In these setups, agents are required to memorize provided conversations or text chunks, and are evaluated on whether they can recall specific information through downstream QA tasks.

现有的记忆评估通常将“记忆能力”与“行动能力”割裂开来。一类基准仅测试对过去对话的静态回溯（如 LoCoMo），另一类则侧重于单次会话中的行动（如 WebArena），无法反映现实中智能体需要通过互动获取记忆并用其指导未来决策的复杂场景

However, despite being effective at measuring factual recall, such benchmarks do not involve agentic decisionmaking, environment dynamics, or action-dependent consequences. As a result, although contemporary memory systems achieve near-saturated performance on these benchmarks, it remains unclear whether such gains meaningfully translate to improved performance for LLM agents operating in goal-driven, interactive settings.

To this end, we introduce MEMORYARENA, a unified evaluation gym for benchmarking the usefulness of agent memory using multi-session, interdependent agentic tasks. MEMORYARENA consists of human-crafted tasks with interdependent subtasks, where later actions are underspecified unless agents correctly track task-relevant information from prior sessions. We instantiate MEMORYARENA across four domains, including (1) bundled web shopping, (2) preference constrained group travel planning, (3) progressive information searching, and (4) sequential formal reasoning over math and physical problems. Each task spans long horizons (with an average of 57 action steps) and produces extended reasoning traces with more than 40k tokens. Table 1 compares MEMORYARENA with existing memory and agent benchmarks along key dimensions.

该基准包含四个具有严格因果依赖关系的任务领域，要求智能体必须记住早期会话的信息才能完成后续任务：

组合网络购物（Bundled Web Shopping）： 智能体需要购买一系列相关的产品（如相机机身和镜头），后续购买必须符合之前购买产品的兼容性约束（如品牌、接口匹配）。
偏好受限的团体旅行规划（Group Travel Planning）： 智能体为多人规划行程，新加入的旅行者会提出与已有成员相关的偏好（如“我想住比某人等级高两级的酒店”），要求智能体精准记忆之前的规划细节。
渐进式网络搜索（Progressive Web Search）： 用户不断增加新的限制条件，智能体需在多步搜索中不断积累并融合信息，最终答案必须满足所有历史约束。
序列化正式推理（Sequential Formal Reasoning）： 提取自真实的数学和物理研究论文，智能体需要利用之前推导出的引理或定义来解决后续更复杂的理论证明问题。

多会话任务

该研究将多会话任务视为部分可观测马尔可夫决策过程（POMDP）

特别之处： 它量化了智能体由于记忆偏差导致的“信念漂移（Belief Drift）”——随着任务深度增加，微小的记忆错误会不断累积，最终导致下游决策彻底失败 。
small errors in the agent’s implicit state estimate accumulate across sessions and eventually dominate downstream decisions, as shown in Figure 3.

和bw讨论了下，POMDP这个定义概括感觉怪怪的。因为agent会根据错误去修正。但是查了下，这是yaoshunyu提出的，可能当时也是简单的建模。

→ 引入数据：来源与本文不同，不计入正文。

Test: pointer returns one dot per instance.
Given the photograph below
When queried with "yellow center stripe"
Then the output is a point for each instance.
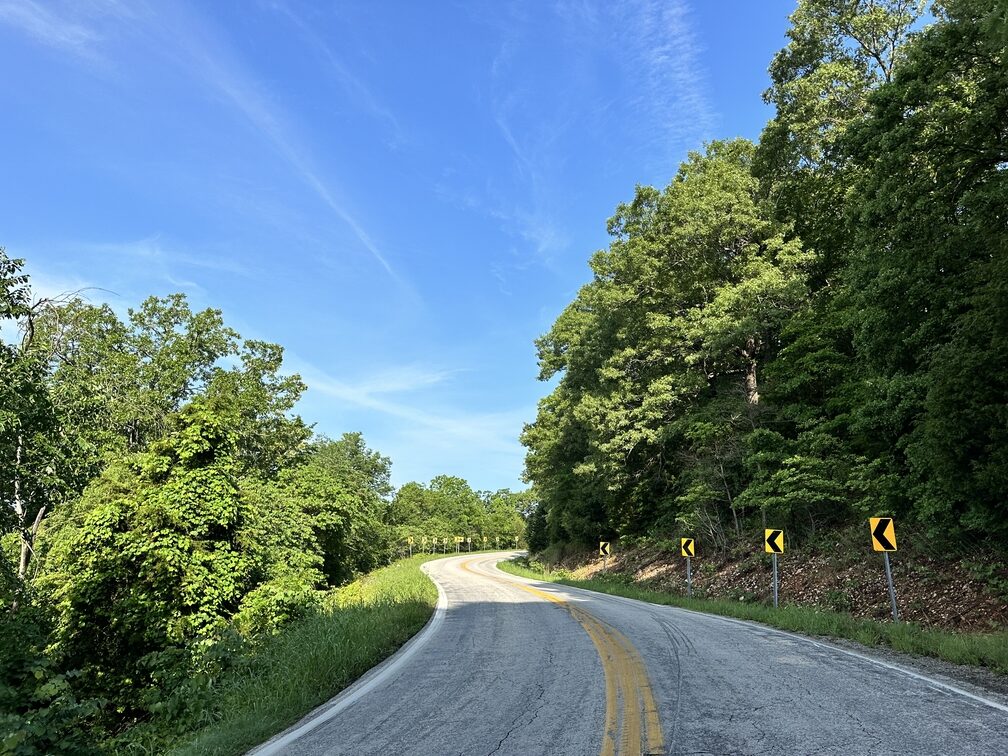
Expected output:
(626, 678)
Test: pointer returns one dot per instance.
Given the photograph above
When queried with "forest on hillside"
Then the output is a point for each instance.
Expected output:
(164, 509)
(810, 329)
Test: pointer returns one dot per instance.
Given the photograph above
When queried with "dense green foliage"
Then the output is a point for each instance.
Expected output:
(810, 329)
(165, 515)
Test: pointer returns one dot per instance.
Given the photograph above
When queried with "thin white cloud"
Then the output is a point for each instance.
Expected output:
(45, 24)
(662, 54)
(495, 432)
(239, 89)
(172, 30)
(352, 85)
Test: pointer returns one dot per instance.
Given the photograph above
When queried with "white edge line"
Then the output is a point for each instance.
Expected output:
(376, 676)
(756, 625)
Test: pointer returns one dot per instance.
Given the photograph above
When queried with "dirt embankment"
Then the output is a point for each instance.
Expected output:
(840, 573)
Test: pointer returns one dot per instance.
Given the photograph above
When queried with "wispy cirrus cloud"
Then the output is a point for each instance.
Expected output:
(491, 432)
(190, 41)
(352, 85)
(663, 53)
(211, 61)
(48, 26)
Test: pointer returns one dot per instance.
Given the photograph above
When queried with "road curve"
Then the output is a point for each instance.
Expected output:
(515, 666)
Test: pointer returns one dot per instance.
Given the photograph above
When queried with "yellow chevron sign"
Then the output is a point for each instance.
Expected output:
(773, 541)
(883, 533)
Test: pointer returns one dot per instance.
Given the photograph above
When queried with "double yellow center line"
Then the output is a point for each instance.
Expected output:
(631, 713)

一共有三种agent：long context; Agent+Memory; Agent+RAG

Agents with Long-context buffers (Long-Context Agent) which append verbatim interaction history directly before the prompt before each subtask without explicit abstraction or consolidation, working as an incontext memory. We include GPT-5.1-mini, GPT-4.1-mini, and Gemini-3-flash, Claude-Sonnet-4.5. Agents with External Memory, where the agents maintain an external memory with learned or curated mechanisms for information abstraction, consolidation, and retrieval. We include four mainstream agents with external memory: MemGPT (Packer et al., 2023), Mem0 and its graph version Mem0-g (Chhikara et al., 2025), and ReasoningBank (Ouyang et al., 2025). Agents with Retrieval-augmented generation (RAG) systems, which use an indexed document store to store past information and then access it via retrieval. We consider different retrieval methods, including BM25, an embeddingbased RAG method that retrieves based on semantic similarity (using OpenAI text-embedding-3-small), and two structured RAG approaches, MemoRAG (Qian et al., 2025) and GraphRAG (Edge et al., 2024), in our evaluation.